During the month of July I was back in the field at the Oyster River Forest pulling parsnip. In collaboration with the Stewardship Network: New England, we hosted a wild parsnip training at the Oyster River Forest. The advanced training provided an opportunity for participants to learn stewardship techniques in identifying wild parsnip and steps required to (safely) pull, handle, and dispose of the material on site. The 1-minute video at the top of this post gives you a look inside the training.

The "Parsnip Predator," a tool used at the advanced training, will soon be available to borrow from the Stewardship Network: New England's Stewardship Tool Library starting this fall. Sign-up for the Stewardship Network e-bulletin to stay up-to-date on the launch of the library, which will be based in Epping, New Hampshire.
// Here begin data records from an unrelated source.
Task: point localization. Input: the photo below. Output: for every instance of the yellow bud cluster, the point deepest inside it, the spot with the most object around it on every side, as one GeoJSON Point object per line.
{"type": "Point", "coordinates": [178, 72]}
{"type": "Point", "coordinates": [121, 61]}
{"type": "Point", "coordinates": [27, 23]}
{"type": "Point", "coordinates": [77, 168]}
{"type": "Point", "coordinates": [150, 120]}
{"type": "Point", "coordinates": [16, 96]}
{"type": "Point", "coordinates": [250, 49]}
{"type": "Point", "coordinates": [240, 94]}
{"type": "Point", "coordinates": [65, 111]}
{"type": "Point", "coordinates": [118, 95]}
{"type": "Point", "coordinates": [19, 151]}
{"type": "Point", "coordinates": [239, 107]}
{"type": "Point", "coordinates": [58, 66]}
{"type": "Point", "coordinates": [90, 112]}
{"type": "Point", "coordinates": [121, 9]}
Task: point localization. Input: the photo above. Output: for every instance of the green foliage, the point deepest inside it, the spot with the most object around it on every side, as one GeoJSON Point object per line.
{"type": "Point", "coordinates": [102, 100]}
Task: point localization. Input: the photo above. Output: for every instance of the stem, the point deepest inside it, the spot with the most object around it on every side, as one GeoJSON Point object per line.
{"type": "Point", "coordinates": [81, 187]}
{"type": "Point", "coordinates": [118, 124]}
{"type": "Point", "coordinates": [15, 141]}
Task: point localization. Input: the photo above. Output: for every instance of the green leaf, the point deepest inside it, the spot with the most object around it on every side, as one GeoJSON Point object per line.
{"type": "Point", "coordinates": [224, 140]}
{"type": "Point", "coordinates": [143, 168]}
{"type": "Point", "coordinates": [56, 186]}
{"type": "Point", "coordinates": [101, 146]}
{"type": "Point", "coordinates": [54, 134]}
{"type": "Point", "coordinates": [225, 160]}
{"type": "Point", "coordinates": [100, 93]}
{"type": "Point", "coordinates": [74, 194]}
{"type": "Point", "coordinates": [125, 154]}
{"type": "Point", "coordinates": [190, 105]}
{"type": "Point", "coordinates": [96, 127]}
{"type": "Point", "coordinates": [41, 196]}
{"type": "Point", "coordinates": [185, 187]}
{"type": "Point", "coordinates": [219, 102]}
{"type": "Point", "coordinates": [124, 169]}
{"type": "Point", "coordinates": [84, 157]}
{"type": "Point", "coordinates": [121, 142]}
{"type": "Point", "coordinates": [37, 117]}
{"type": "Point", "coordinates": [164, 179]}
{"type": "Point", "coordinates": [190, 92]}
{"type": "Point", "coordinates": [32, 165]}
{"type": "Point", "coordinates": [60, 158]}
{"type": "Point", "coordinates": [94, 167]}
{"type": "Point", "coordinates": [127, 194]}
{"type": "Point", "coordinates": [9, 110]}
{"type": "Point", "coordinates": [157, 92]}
In the meantime, keep an eye out for wild parsnip, especially here in New Hampshire, where we are still in ‘early detection’ mode. It's easy to report wild parsnip that you find on EDDMapS using this 2-page fact sheet from Stewardship Network: New England as a guide:

How to Map Invasives

Mike Bald advocates vigilance, persistence, patience, education, respect, cooperation, and humility when working with invasive plants. He is now into years 4, 5, and 6 pulling parsnip on some sites in Vermont. The plants are much fewer, but those remaining are shorter—harder to detect below surrounding vegetation—and flowering later in the growing season, up to first frost. “These invasive plant populations are dynamic and responsive, and with the land itself constantly in seasonal and long-term transition, the management challenge is quite real,” says Mike. We are pursuing wild parsnip at the Oyster River Forest with Mike’s sage advice in mind.